Myst in VR è la nuova frontiera?
“Era una delle cose che ero determinato a fare fin dall’inizio. Ora sentiamo di avere una certa libertà di sperimentare con Myst realizzandone altre versioni, c’è Myst in tempo reale e VR Myst. Quando è uscito il Quest 2 abbiamo deciso di sperimentare realizzando una nuova versione di Myst sul PC che è bellissima, contiene molti dettagli, ma può anche essere giocata in VR. E la cosa più divertente che ho fatto nella versione Quest 2 è stata entrare in una stanza grande quanto la biblioteca di Myst e l’ho giocato in scala reale, senza teletrasportarmi semplicemente camminando per la stanza e facendo cose al suo interno come se fosse tutto di dimensioni reali”.
Qual è l’eredità di Myst?
“Penso che il fulcro dell’eredità del nostro gioco abbia a che fare con la narrativa.

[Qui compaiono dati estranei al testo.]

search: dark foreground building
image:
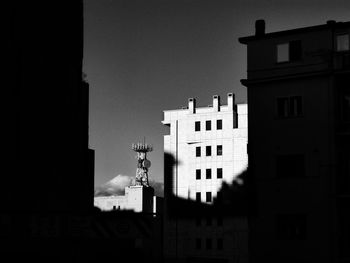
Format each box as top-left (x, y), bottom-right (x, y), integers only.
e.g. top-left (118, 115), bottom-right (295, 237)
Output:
top-left (0, 1), bottom-right (94, 262)
top-left (239, 20), bottom-right (350, 263)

Penso che se c’è una cosa che siamo riusciti a fare in Myst, e vorrei dire che siamo dei geni e l’abbiamo fatta apposta ma sono stati tutti solo esperimenti, è stata riuscire a inserire più storie nel mondo. E non l’abbiamo fatto bene, ma almeno ci siamo fatti l’idea che il mondo potesse raccontare una storia e questa è una sensazione introvabile in altri media.I libri e i film sono lineari, ma se usi un medium interattivo per raccontare una storia è il giocatore che deve dire ‘perché questa sedia è qui? Perché c’è un tavolo? Da dove viene questo tavolo?’ Ti rendi conto che quelle cose sono lì per una ragione e se lo fai bene, allora la ragione racconta la storia. Tutto questo racconta la storia di un luogo e significa che chi gioca può prendersi il suo tempo e non avere fretta.
Può guardarsi intorno e non vedere solo una copertura sul mondo di gioco fatta di texture, vede uno scopo, una qualcosa che racconta una storia semplicemente con la sua presenza. Spero che questa sia l’eredità di Myst. Lo vedo nei giochi più recenti: le persone stanno costruendo di più, trascorrono più tempo negli ambienti e anche in un gioco frenetico come uno sparatutto puoi comunque dare una ragione per cui le cose sono come sono, non è solo una decorazione. A me piace prendermi il mio tempo mentre gioco, non è una filosofia di design molto popolare di questi tempi ma il pendolo oscilla costantemente e più le persone mettono significato nei loro giochi, più il pendolo oscilla indietro a un punto in cui va di moda rallentare un po’ e divertirsi con le sottigliezze di un mondo di gioco”.